O Presidente do CHEGA, André Ventura, congratulou-se hoje com a admissão do projeto do seu partido que prevê alterações à lei da nacionalidade e saudou o presidente da Assembleia da República por não ser uma "força de bloqueio".

© Folha Nacional

Em declarações aos jornalistas no parlamento, o líder do CHEGA considerou que esta questão teve um “desfecho positivo” e saudou a decisão de José Pedro Aguiar-Branco, defendendo que “marca um avanço positivo nesta discussão”.

“Tive a oportunidade de falar disso hoje com o presidente da Assembleia da República, dando-lhe nota disso, e o presidente da Assembleia da República garantindo também que não será essa força de bloqueio”, afirmou.

André Ventura considerou que “o parlamento deixa, finalmente, de se arvorar em decisor constitucional” e “deixa de ser uma espécie de antecâmara do Tribunal Constitucional”.

“O parlamento não é o Tribunal Constitucional. Há uma sessão e há um conjunto de mecanismos na especialidade que permitem avaliar os projetos e até sanar irregularidades se elas existirem e, por outro lado, há um Tribunal Constitucional que, no limite, se os projetos forem aprovados, pode ter várias formas de fiscalização, seja ela preventiva, seja ela sucessiva”, defendeu.

André Ventura disse que esta declaração tinha como objetivo “fazer uma reposição da verdade”, depois de na sexta-feira ter dito que o presidente do parlamento não tinha admitido o projeto de lei do CHEGA, apesar de naquele momento José Pedro Aguiar-Branco nada ter ainda decidido sobre essa matéria.

Na altura, o líder do CHEGA acusou o presidente da Assembleia da República de “bloquear” a ação política do seu partido.

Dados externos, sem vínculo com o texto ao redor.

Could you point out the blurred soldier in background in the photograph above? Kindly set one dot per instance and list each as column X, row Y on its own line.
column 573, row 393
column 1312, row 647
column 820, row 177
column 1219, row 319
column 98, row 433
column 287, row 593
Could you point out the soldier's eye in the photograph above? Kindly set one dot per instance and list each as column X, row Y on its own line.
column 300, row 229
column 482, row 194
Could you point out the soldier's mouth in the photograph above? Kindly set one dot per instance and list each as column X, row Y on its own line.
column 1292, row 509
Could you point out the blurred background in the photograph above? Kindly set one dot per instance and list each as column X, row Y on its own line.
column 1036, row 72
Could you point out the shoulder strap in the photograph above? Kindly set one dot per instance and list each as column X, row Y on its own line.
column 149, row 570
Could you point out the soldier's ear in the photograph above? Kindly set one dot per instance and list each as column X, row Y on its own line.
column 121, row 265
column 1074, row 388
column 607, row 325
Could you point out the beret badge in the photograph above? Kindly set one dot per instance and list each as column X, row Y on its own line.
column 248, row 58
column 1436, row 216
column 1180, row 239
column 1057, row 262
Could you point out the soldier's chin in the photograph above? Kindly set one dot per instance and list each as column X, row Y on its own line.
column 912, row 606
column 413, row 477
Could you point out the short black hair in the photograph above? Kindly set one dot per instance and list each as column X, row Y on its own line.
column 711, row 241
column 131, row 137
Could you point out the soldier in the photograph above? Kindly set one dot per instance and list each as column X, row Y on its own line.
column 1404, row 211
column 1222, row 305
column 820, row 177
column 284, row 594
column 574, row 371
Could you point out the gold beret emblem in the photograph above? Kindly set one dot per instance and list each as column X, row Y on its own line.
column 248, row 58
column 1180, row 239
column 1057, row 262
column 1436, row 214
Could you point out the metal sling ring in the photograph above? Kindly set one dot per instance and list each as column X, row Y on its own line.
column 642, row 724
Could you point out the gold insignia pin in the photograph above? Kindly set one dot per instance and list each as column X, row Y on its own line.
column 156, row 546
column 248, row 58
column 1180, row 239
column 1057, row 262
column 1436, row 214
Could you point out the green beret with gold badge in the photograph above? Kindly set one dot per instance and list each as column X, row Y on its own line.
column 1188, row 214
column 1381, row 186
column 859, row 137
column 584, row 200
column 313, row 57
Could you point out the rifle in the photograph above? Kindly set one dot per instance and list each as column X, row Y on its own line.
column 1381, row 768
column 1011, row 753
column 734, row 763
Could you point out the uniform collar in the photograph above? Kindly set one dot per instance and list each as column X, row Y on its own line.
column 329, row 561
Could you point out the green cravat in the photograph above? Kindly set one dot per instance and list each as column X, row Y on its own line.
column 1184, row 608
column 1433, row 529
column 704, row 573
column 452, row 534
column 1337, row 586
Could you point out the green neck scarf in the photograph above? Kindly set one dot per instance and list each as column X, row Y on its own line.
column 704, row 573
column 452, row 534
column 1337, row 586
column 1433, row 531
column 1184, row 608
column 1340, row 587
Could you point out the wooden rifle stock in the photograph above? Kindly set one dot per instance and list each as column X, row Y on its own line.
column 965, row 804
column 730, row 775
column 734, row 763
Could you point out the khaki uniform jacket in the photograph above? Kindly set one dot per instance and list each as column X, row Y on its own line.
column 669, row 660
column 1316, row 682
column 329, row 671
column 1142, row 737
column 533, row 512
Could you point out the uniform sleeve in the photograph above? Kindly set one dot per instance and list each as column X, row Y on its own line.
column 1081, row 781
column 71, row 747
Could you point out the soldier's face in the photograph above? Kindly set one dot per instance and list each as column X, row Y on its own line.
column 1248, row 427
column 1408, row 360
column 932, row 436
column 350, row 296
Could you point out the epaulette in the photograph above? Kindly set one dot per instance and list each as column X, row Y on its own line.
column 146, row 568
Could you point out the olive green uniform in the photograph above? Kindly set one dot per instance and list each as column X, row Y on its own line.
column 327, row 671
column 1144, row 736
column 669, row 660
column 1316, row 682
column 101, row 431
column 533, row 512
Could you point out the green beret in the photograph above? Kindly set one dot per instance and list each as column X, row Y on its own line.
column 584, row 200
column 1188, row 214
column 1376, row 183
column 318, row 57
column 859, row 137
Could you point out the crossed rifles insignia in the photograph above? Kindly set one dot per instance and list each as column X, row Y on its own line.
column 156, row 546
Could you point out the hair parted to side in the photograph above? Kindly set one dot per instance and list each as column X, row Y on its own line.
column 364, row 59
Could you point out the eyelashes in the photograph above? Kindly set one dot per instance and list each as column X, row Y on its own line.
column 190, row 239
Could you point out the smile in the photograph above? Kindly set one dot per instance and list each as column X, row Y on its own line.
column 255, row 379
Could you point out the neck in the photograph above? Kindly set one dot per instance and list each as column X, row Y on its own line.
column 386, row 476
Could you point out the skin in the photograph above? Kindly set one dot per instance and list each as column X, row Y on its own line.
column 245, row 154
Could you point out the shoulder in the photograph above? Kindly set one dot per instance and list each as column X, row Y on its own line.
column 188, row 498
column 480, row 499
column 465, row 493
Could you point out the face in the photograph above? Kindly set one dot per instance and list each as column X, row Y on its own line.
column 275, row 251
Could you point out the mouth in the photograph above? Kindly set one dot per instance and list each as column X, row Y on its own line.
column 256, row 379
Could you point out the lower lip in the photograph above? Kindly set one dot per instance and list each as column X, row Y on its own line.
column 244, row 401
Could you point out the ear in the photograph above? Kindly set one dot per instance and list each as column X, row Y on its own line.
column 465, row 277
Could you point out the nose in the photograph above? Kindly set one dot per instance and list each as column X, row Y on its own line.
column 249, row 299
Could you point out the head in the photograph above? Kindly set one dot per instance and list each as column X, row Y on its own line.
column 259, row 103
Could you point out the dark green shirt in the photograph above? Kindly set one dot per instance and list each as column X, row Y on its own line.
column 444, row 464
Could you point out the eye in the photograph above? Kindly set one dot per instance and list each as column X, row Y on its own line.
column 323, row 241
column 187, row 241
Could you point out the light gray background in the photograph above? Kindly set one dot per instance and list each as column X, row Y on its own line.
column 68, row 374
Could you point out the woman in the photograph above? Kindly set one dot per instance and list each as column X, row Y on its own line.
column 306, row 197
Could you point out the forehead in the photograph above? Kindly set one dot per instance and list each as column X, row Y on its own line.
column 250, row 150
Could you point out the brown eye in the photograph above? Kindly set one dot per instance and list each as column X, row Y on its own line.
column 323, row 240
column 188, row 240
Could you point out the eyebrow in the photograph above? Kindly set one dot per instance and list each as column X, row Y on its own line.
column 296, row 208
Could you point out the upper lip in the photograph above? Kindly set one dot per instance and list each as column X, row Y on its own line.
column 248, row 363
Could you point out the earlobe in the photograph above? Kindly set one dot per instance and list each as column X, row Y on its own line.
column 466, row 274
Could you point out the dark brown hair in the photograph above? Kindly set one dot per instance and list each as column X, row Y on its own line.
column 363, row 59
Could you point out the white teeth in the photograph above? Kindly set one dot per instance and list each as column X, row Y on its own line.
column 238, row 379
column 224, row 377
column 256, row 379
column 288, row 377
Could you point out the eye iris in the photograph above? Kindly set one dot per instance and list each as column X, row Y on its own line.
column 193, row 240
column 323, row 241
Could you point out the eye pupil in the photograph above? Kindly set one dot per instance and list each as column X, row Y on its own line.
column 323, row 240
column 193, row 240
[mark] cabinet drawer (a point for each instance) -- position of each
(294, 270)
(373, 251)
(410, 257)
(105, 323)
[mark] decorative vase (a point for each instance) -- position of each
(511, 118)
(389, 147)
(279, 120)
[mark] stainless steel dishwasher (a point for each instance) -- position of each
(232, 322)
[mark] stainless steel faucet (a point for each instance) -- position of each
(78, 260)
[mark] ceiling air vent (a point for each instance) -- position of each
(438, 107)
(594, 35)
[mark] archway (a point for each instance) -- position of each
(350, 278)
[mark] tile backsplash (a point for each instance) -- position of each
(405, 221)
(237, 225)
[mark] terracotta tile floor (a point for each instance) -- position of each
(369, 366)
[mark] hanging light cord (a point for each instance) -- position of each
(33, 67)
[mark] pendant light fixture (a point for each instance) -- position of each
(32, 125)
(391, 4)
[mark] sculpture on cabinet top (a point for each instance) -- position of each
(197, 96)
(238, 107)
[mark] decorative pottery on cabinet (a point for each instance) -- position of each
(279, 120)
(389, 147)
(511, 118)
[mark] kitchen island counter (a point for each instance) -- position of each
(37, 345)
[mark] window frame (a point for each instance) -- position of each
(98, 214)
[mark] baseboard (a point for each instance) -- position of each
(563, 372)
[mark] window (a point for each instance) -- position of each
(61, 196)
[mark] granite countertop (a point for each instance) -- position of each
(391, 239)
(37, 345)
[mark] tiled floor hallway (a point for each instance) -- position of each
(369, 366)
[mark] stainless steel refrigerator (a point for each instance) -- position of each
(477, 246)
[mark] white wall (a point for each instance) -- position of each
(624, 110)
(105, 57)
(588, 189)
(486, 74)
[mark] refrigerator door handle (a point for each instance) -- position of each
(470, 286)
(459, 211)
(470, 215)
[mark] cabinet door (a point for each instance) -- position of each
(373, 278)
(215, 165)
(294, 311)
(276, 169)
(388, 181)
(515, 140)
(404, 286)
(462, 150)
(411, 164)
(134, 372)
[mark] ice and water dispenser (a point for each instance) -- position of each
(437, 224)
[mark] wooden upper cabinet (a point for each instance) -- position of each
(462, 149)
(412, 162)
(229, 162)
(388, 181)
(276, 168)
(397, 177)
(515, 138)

Hoje, disse que Aguiar-Branco teve “a atitude correta”.

O presidente da Assembleia da República decidiu admitir o projeto do CHEGA sobre alterações à lei da nacionalidade, embora colocando reservas de constitucionalidade, mas que entende poderem ser corrigidas no decurso do processo legislativo.

Este despacho surge depois de os serviços da Assembleia da República terem emitido um parecer não vinculativo relativo ao diploma do CHEGA, segundo o qual não deveria ser admitido por colidir com a Constituição, designadamente ao pretender assegurar a possibilidade de perda de nacionalidade em determinados casos.

André Ventura disse que o partido teve conhecimento desse parecer pelo gabinete de Aguiar-Branco, e considerou que “a comunicação feita pela via oficial do próprio presidente antevia ser essa a própria decisão final”.

O líder do CHEGA considerou que a admissão do diploma à discussão no parlamento “é um dado muito importante para as negociações” com o Governo.

Falando aos jornalistas pouco depois de um debate de urgência precisamente sobre nacionalidade e imigração, que contou com a presença do ministro da tutela, o Presidente do CHEGA afirmou que há “caminho aberto e uma maioria possível para que, independentemente das fórmulas que venham a ser encontradas, quem cometa crimes em Portugal, tendo obtido nacionalidade portuguesa, venha a perder a nacionalidade”.

Ventura voltou a dizer que o CHEGA está disponível para chegar “a fórmulas de algum consenso nesta matéria para resolver rapidamente o problema”, mas admitiu que este poderá ser um processo moroso.

“Eu diria que tínhamos condições, pelo menos antes do encerramento da sessão, para ter as ideias fundamentais fechadas e o processo legislativo praticamente encerrado, mesmo que formalmente ele fique um pouco adiado”, afirmou.